No.122 2001.7.30
日曜日、参議院選挙の投票所での一こま・・・
選挙の楽しみの一つに、小学校が投票所という事があります。
コチサの管轄の投票所のルートはなかなか味わい深いものがあります。
先ず正門入場、下駄箱に囲まれた大きな玄関を経て、教室に平行する屋外廊下を歩きます。
そして体育館に誘導され、投票。
出口は体育館の裏口になり、そこは校庭を背にした裏庭です。
そして渡り廊下に導かれ、校庭に出て、そこで解放です。
校庭を縦断して、反対口の門から帰るも、正門に戻るも自由自在です。
屋外廊下から覗く教室の中は懐かしくて、黒板に書かれている日直さんの名前や、壁に貼られているお習字やお絵かきの作品は、何故か懐かしい安心や喜びを感じさせてくれます。
かつてコチサもお習字の作品が壁に張り出され、それを目に留めた校長先生が全国大会に応募して、全国子供お習字選手権で最優秀賞をとったものでした。(嘘1)
投票所の体育館では、舞台の袖に校歌の歌詞がパネルとして立てられ、反対側の袖には小さな表彰状が飾られていました。
かつて、全国子供柔道選手権で全階級を制覇して「讃岐の柔ちゃん」と呼ばれていたあの頃を思い出させてくれました。(嘘2)
投票が終わって、渡り廊下沿いに歩く裏庭には、生徒たちが実習用に使う花壇と、飼育係りが大切に育てているだろう鶏やウサギが・・・
かつて、通学路で熊に出会い、素手で仕留めて学校まで担いで来て、先生に誉められた記憶が甦ってきました。(嘘3)
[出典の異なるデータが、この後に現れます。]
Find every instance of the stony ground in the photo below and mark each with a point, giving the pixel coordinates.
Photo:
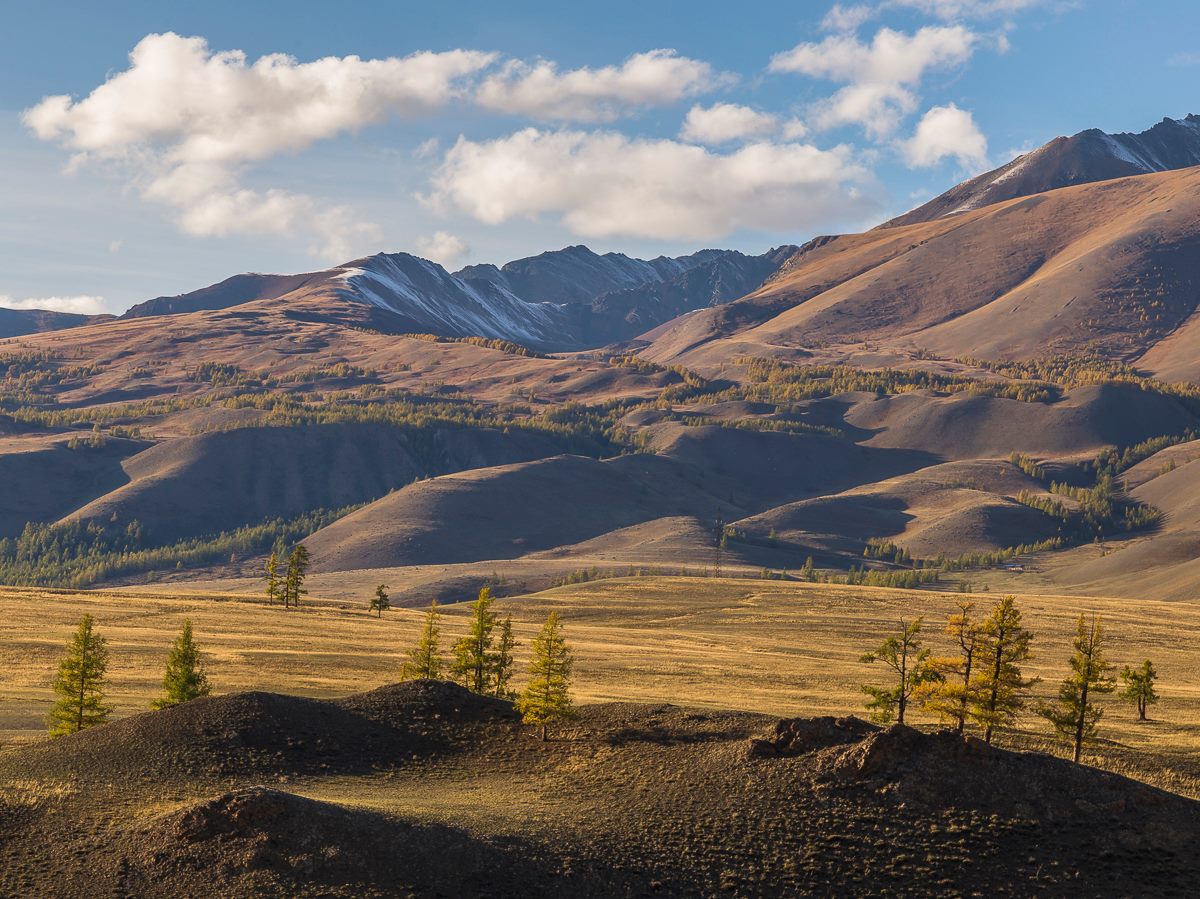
(424, 790)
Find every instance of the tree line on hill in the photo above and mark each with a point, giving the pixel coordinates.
(982, 683)
(483, 660)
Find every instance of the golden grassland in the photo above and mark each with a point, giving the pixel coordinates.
(778, 647)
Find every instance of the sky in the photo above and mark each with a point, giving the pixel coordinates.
(149, 149)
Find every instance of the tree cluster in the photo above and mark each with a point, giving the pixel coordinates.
(982, 683)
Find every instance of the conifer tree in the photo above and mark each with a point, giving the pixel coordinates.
(425, 659)
(502, 670)
(949, 696)
(274, 582)
(546, 699)
(81, 683)
(474, 658)
(999, 688)
(910, 663)
(807, 570)
(293, 581)
(1075, 714)
(185, 678)
(1139, 687)
(381, 603)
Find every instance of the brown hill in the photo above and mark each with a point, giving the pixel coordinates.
(223, 479)
(947, 509)
(1081, 159)
(1110, 267)
(507, 511)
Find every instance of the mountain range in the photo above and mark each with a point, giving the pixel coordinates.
(921, 385)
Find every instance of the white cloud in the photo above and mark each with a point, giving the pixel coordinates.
(605, 184)
(443, 247)
(540, 91)
(723, 123)
(82, 304)
(846, 18)
(187, 121)
(880, 76)
(892, 57)
(952, 10)
(947, 131)
(877, 107)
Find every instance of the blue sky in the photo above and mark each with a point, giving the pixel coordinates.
(526, 126)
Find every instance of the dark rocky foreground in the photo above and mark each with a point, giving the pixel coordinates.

校庭には、サッカーゴールとバスケットゴールが、お互いをけん制しあうように立っていました。
サッカー部とバスケット部で校庭争いをしてるのかな?
かつて、小学校2年生だったコチサが、体育の時間に何気なく放ったシュートに、
「ま、益田ぁ、お前、それダンクシュートって言うんだぞ。なんで身長100センチのお前がそんな事出来るんだ?」
と驚いた先生の顔が甦りました。(嘘4)
小学校は、夢が無限に膨らむパラダイスです。
一歩この門を出ると、夢はシャボン玉のように破裂してしまいます。
でも、この中にいる限り、夢はどこまでも果てしなく広がり、手を伸ばせばいつでも掴むことが出来る気がします。
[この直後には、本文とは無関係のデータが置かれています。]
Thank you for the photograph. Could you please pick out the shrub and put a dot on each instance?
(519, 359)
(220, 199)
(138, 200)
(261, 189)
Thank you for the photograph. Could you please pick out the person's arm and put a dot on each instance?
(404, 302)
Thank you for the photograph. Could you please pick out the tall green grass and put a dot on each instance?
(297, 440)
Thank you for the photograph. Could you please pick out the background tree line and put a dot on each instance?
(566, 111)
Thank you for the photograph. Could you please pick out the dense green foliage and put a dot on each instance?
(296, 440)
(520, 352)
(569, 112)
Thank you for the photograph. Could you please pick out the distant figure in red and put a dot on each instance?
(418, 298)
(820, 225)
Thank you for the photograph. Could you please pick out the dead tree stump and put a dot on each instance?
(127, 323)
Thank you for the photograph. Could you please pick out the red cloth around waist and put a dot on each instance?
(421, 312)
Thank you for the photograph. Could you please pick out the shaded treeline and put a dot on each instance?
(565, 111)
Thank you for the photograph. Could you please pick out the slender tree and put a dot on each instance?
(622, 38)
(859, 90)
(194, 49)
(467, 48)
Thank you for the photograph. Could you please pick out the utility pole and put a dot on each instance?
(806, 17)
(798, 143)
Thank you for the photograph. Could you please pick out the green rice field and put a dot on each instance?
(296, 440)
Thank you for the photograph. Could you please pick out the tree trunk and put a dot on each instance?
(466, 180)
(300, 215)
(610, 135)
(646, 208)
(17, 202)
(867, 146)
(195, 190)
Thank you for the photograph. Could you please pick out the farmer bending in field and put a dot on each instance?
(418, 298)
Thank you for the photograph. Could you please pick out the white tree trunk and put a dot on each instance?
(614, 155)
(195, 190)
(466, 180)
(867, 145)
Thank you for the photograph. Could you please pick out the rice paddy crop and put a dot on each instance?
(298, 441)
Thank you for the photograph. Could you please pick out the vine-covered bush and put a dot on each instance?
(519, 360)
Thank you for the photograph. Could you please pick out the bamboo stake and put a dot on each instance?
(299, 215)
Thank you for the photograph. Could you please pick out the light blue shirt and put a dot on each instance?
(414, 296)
だからいつも空想の世界は現実の世界と紙一重で、「嘘」という言葉は「夢」という言葉に置き換わっていました。
小学生に与えられた、期間限定の特権です。
つかの間の「あの時」を満喫したコチサは、校門を出る前に小さく深呼吸をして振り返ることなく外に歩き出しました。
ところで、そんな小学校での一日で、一つだけ気になった本当のこと。
受付の女性の愛想の良い挨拶と、奥に控える温厚そうな立会人の人たち笑顔に導かれて、楽しい気分で投票を終えようとしたコチサが目にした光景です。
おばあちゃん
「この、比例っていうのは、政党名を書けば良いのかい?」
受付の女性
「はい、そうです。政党名を書いて下さい」
えっ?
体育館は空いていました。
コチサとおばあちゃんと、もう一人の女性しか、投票に来ていた人はいませんでした。
おばあちゃんと受付の女性の会話は、体育館にいた誰にも聴こえていました。
選挙管理委員の人たちも・・・
その後ろに座っていた、立会人の人たちにも・・・
でも誰も何にも言いませんでした。
「今回は非拘束名簿方式という形をとっているので、候補者名か政党名どちらを書いてもいいんです。候補者名か政党名をお書きくださいね」
というのが正しい解答なのじゃないのかとコチサは思いました。
コチサも自信があれば、そこで何かを言ったと思いますが、実はあんまり自信がなかったので黙りこんでしまいました。
きっとおばあちゃんは、政党名を書いたと思います。
コチサは、何もいえなかった自分が少し悔しかったです。
「知らなければ聞けばいい」
そう思っているのですが、教えてくれた人が違うことを言っていたら自分にはどうしようもありません。
世界中のたくさんの事を知るのは不可能なことだとわかっていながら、もっと勉強しよう、もっと知識を吸収しよう、と思ってしまいました。
せっかくの小学校で、少しだけ気分が曇った出来事でした。